Dates and Times are notoriously difficult for computers. Partly, this is because Dates and Times are legitimately complex. Look at the a full date: “February 29th 2024, 11:00:00 am”. Every value there has a different base, a different set of legal values. Month lengths, 24 vs 12 hour times, leap years, leap seconds. It’s a big tangle of arbitrary rules. If you take a date and time, and want to add 1000 minutes to it, the value of the result is “it depends”. This gets even worse when you add time zones, and the time zone’s angry sibling, daylight saving time. Now, the result of adding two times together also depends on where you were when it happened. It’s gross!

But the other reason it’s hard to use dates and times in computers is that they look easy. Everyone does this every day! How hard can it be?? So developers, especially developers working on platforms or frameworks, tend to write new time handling systems from scratch. This is where I link to this internet classic: Falsehoods programmers believe about time.

The upshot of all that is that there’s no good standard way to represent or transmit time data between systems, the way there is with, say, floating point numbers, or even unicode multi-language strings. It’s a stubbornly unsolved problem. Java, for example, has three different separate systems for representing dates and times built in to the language, none of which solve the whole problem. They’re all terrible, but in different ways.

Which brings me back to my story. This was a prototype, built fast. We aggressively cut features, anything that wasn’t absolutely critical went by the wayside. One of the things we cut out was Time Zone Support, and chose to run the whole thing in Pacific Time. We were talking about a test that was going to run about three months, which didn’t cross a DST boundary, and 95% of the testers were on the west coast. There were a handful of folks on the east cost, but, okay, they could handle their “day” starting and ending at 3am. Not perfect, but made things a whole lot simpler. They can handle a reset-to-zero at 3 am, sure.

We get ready to ship, to light to test run up.

“Great news!” someone says. “The CEO is really excited about this, he wants to be in the test cohort!”

Yeah, that’s great! There’s “executive sponsorship”, and then there’s “the CEO is wearing the device in meetings”. Have him come on down, we’ll get him set up with a unit.

“Just one thing,” gets causally mentioned days later, “this probably isn’t an issue, but he’s going to be taking them on his big publicized walking trip to Spain.”

Spain? Yeah, Spain. Turns out he’s doing this big charity walk thing with a whole bunch of other exec types across Spain, wants to use our gizmo, and at the end of the day show off that he’s hit his step count.

Midnight in California is 9am in Spain. This guy gets up early. Starts walking early. His steps are going to reset to zero every day somewhere around second breakfast.

Oh Shit.

I’m not sure we even said anything else in that meeting, we all just stood without a word, acquired a concerning amount of Mountain Dew, and proceeded to spend the next week and change hacking in time zone support to the whole stack: various servers, database, both iOS and Android mobile apps.

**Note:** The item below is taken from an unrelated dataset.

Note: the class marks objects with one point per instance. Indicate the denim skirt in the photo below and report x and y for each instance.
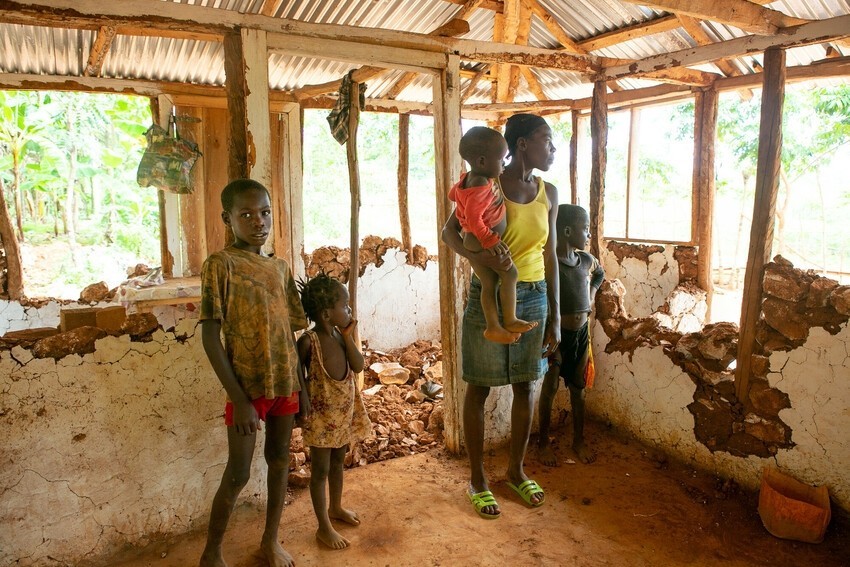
(486, 363)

It was the worst code I have ever written, and of course it was so much harder to hack in after the fact in a sidecar instead of building it in from day one. But the big boss got hit step count reward at the end of the day every day, instead of just after breakfast.

From that point on, whenever something was described as hard, the immediate question was “well, is this just hard, or is it ’time zone’ hard?”